Référant à l'idée du réseau social, l'exposition de Donald Goodes eut enfin le mérite, et non le moindre, de mettre en relief ce que d'autres passent sous silence, soit cette omniprésente réalité que sont dans le monde des arts les liens intrasociétaux. Comme quoi le tableau de notre beau petit monde des arts de Montréal (et celui de toute autre ville) se dresserait autant par l'historique des idées débattues que par un bon et savoureux commérage.
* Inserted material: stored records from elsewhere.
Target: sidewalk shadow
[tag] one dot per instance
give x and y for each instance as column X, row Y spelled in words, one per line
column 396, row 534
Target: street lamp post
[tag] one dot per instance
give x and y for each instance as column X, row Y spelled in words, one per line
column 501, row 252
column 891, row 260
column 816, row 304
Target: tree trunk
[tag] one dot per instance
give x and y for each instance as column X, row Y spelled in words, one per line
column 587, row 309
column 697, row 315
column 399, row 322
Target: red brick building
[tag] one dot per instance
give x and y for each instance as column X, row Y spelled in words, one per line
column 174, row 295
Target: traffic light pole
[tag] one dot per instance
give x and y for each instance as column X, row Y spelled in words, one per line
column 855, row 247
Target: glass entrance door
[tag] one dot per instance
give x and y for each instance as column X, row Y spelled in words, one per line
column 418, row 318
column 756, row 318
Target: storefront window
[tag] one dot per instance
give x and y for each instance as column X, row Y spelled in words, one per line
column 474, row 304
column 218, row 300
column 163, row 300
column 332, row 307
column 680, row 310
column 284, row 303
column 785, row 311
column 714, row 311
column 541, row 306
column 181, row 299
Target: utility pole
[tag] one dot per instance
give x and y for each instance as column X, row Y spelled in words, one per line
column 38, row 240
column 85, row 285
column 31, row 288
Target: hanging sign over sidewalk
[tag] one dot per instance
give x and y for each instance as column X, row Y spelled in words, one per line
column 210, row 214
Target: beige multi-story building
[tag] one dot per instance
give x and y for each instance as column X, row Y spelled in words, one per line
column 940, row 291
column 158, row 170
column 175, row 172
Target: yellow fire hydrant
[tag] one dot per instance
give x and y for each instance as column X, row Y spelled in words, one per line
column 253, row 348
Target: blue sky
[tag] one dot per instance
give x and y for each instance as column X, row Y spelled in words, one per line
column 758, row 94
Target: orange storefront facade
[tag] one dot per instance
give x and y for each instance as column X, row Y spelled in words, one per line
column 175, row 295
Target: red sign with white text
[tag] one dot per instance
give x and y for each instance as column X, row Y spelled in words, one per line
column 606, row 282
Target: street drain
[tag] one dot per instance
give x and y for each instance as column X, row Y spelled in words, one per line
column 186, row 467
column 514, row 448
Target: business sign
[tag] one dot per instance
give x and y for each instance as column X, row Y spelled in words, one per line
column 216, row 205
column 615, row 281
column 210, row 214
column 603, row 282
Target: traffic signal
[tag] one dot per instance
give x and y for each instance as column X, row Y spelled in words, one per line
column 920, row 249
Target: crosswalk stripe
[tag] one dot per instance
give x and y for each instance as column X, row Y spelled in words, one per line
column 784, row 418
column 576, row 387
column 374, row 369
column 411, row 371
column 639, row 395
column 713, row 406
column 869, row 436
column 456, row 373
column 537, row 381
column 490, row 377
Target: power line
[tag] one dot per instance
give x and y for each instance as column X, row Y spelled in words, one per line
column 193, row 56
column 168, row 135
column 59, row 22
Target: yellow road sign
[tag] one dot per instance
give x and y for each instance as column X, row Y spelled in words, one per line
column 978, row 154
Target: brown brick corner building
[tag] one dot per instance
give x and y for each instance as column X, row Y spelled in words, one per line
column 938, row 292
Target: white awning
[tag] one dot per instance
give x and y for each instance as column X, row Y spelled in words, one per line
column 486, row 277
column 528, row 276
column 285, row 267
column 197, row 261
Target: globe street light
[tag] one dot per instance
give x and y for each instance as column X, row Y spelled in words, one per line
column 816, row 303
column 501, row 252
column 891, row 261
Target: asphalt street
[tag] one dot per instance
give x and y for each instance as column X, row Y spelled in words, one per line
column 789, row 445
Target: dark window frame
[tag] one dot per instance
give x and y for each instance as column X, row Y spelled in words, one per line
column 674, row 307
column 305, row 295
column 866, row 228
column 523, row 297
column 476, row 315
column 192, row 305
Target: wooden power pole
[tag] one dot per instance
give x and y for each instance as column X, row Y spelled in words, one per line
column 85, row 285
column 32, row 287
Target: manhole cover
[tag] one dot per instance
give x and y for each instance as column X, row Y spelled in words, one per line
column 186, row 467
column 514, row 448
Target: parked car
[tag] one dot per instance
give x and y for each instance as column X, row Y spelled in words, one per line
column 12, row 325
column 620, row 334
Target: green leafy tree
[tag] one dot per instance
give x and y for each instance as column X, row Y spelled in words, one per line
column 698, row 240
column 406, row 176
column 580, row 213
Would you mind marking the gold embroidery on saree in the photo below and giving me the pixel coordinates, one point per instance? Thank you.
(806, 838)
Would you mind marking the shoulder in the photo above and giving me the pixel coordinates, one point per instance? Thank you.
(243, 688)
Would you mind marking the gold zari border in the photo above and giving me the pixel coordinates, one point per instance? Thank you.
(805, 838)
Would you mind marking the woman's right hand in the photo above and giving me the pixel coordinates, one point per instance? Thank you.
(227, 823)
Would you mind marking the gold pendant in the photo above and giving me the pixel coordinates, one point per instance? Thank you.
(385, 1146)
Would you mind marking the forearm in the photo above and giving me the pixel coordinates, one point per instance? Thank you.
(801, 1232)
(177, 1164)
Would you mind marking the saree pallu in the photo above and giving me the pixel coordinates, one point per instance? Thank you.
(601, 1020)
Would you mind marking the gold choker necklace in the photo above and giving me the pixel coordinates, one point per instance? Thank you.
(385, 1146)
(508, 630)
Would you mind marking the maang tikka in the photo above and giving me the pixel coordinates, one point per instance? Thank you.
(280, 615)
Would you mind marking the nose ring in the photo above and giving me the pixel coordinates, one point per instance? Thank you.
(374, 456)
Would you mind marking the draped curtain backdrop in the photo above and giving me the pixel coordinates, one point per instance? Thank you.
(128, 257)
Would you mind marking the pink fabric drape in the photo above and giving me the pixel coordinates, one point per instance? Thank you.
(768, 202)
Somme toute, Logement d'art actuel, présente un bilan positif. Il témoigne de la part de l'initiateur et des autres participant-e-s, la plupart nouvellement établi-e-s ici, d'une volonté de se dire, d'entrer en dialogue avec le milieu, de proposer une alternative aux cadres de fonctionnement officiels11 et, n'est-ce pas, relativement à ce cadre, d'en exposer si impudiquement la trame inavouée. L'événement laisse donc le souvenir d'autant de pistes à suivre par quiconque a à cœur la diffusion d'un art qui se fait.

Notes

  1. Voir Piere Bourdieu, «Mais qui a créé les créateurs?», in Questions de sociologie, Paris, Minuit, 1980, p. 207-221.
  2. Donald Goodes, «Exposer chez soi : un appel au public», ESSE, no11 (automne-hiver 1988), p. 49-53.
  3. Goodes déclara ses couleurs dès la première ligne du communiqué de presse émis relativement à l'exposition : «Sous l'influence de diverses relations interpersonnelles, des artistes, pour la grande majorité canadien-ne-s, se sont donné rendez-vous à Montréal, rue Saint-Timothée [...].» Plus loin, il référait à «cette réunion de relations et de créations».
  4. Ces expositions eurent lieu respectivement du 9 au 17 avril à la Praxis Art Gallery, Winnipeg, et du 10 au 14 février à la Gallery 230 du NSCAD, Halifax.
  5. Dans le contexte de cette exposition, Goodes préfère se voir comme un artiste parmi d'autres artistes, ses ami-e-s. C'est à ce titre, et non pas comme «conservateur-initiateur», qu'il s'est accordé une telle liberté d'action. Il en découle que le choix de son logement personnel comme lieu d'exposition n'avait rien d'arbitraire.
  6. À l'instar du communiqué de presse, il vaut de souligner qu'un grand nombre des œuvres exposées témoignaient de leur lieu de création, Montréal. Les considérations écologiques prenaient leur signification dans œ contexte spécifique.
  7. Bernard Mulaire, «Pour une meilleure connaissance de l'art québécois», ESSE, no8 (printemps 1987), p. 20-21; la question du bricolage «bébelle» a aussi été soulevée dans «Ah, l'été!», propos de Marie-Michèle Cron, François Dion, Pauline Morier, Christine Dubois, présentation de Johanne Chagnon, ESSE, no11 (automne-hiver 1988), p. 23-27.
  8. Voir supra, note 2.
  9. J'emprunte ce terne à la mode des réceptions que les dames des classes privilégiées organisaient chez elles à Montréal au début du siècle. Madame Unetelle, toute francophone, faisait parvenir à ses amies un carton d'invitation donnant les détails de son At Home.
  10. Interview de Donald Goodes par lan Pringle pour Summer in the city, CKUT (Radio McGill), 29 septembre 1988; Daniel Meilleur, «Après les galeries d'art et les musées d'art, Le Logement d'art», La Criée, Montréal, 3 octobre 1988, p. 9.
  11. Il est bien entendu que Goodes n'a pas inventé le concept des expositions tenues «à la maison» (concept qui est à distinguer de celui des expositions tenues à l'atelier). A Montréal, et en ce qui concerne l'art de la période moderne, Logement d'art actuel prend place dans une noble lignée marquée, entre autres, par la première exposition des automatistes présentée en 1946, rue Amherst (rue parallèle et voisine de la rue Saint-Timothée). C'est d'ailleurs en voyant des photos de cette exposition que Goodes conçut son projet.